2. Results and Discussion
2.1. Results
2.1.1. Quality Evaluation of the Total miRNAs
The miRNAs were evaluated using a UV-2401PC spectrophotometer (Shimadzu Corporation, Tokyo, Japan) and the value of OD260 nm/OD280 nm ranged from 1.8 to 2.2, indicating that the sample was not contaminated by DNA or protein.
2.1.2. Results of miRNA Microarray
Results of the miRNA microarray are shown in Table 1 and Supplementary Figure S1. Eleven miRNAs whose expression increased or decreased more than 2-fold in in PTC compared to benign nodular goiter were identified, including seven miRNAs that were up-regulated (miR-146b-5p, miR-222-3p, miR-221-3p, miR-10b-5p, miR-199a-3p/miR-199b-3p, miR-203 and miR-32-5p) and four miRNAs that were down-regulated (miR-122-5p, miR-183-3p, miR-149-3p, and miR-514a-3sp) in PTC compared to benign nodular goiter (groups A and B vs. C). In the comparison of invasiveness, four miRNAs were found to be differentially expressed by more than 2-fold, including two up-regulated miRNAs (miR-136-5p and miR-199a-5p) and two down-regulated miRNAs (miR-513 and miR-1243) in the high invasion compared to the low invasion group (group A vs. group B).

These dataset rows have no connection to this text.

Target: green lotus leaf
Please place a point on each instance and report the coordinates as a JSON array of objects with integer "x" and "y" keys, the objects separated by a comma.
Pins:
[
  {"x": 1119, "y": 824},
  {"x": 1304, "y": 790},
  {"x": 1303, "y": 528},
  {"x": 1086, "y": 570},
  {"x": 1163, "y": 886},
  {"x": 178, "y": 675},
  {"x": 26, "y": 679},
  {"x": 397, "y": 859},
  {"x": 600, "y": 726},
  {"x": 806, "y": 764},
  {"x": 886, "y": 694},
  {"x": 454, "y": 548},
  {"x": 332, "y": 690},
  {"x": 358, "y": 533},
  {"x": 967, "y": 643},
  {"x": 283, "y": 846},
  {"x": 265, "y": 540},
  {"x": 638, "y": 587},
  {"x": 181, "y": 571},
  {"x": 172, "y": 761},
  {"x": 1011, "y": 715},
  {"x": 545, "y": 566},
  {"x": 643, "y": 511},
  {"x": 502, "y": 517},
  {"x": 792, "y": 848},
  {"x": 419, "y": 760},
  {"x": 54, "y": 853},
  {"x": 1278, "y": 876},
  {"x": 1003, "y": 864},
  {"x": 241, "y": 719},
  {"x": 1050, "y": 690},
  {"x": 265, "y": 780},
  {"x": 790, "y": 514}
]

| miRNA | A vs. B | A vs. C | B vs. C |
|---|---|---|---|
| hsa-miR-146b-5p | 1.08 | 43.36 | 40.25 |
| hsa-miR-136-5p | 3.11 | 5.46 | 1.75 |
| hsa-miR-199b-5p | 2.05 | 11.48 | 5.61 |
| hsa-miR-30a-3p | 0.49 | 0.21 | 0.42 |
| hsa-miR-122-5p | 1.08 | 0.28 | 0.26 |
| hsa-miR-222-3p | 0.84 | 2.87 | 3.41 |
| hsa-miR-221-3p | 0.71 | 2.44 | 3.42 |
| hsa-miR-10b-5p | 0.97 | 15.60 | 16.01 |
| hsa-miR-199a-3p/hsa-miR-199b-3p | 1.95 | 29.27 | 14.99 |
| hsa-miR-203 | 0.87 | 12.43 | 14.30 |
| hsa-miR-32-5p | 0.89 | 10.87 | 12.22 |
| hsa-miR-183-3p | 1.33 | 0.49 | 0.37 |
| hsa-miR-199a-5p | 2.02 | 3.95 | 1.95 |
| hsa-miR-149-3p | 1.02 | 0.50 | 0.49 |
| hsa-miR-514a-3p | 0.60 | 0.14 | 0.24 |
| hsa-miR-1243 | 0.13 | 0.07 | 0.50 |
| hsa-miR-513b | 0.32 | 0.23 | 0.73 |
A is high invasive PTC group; B is low invasive PTC group; C is benign thyroid nodular goiter group; PTC, papillary thyroid carcinoma. The results are presented as fold changes A vs. B is (Fluorescence intensity of A)/(Fluorescence intensity of B), A vs. C is (Fluorescence intensity of A)/(Fluorescence intensity of C), B vs. C is (Fluorescence intensity of B)/(Fluorescence intensity of C).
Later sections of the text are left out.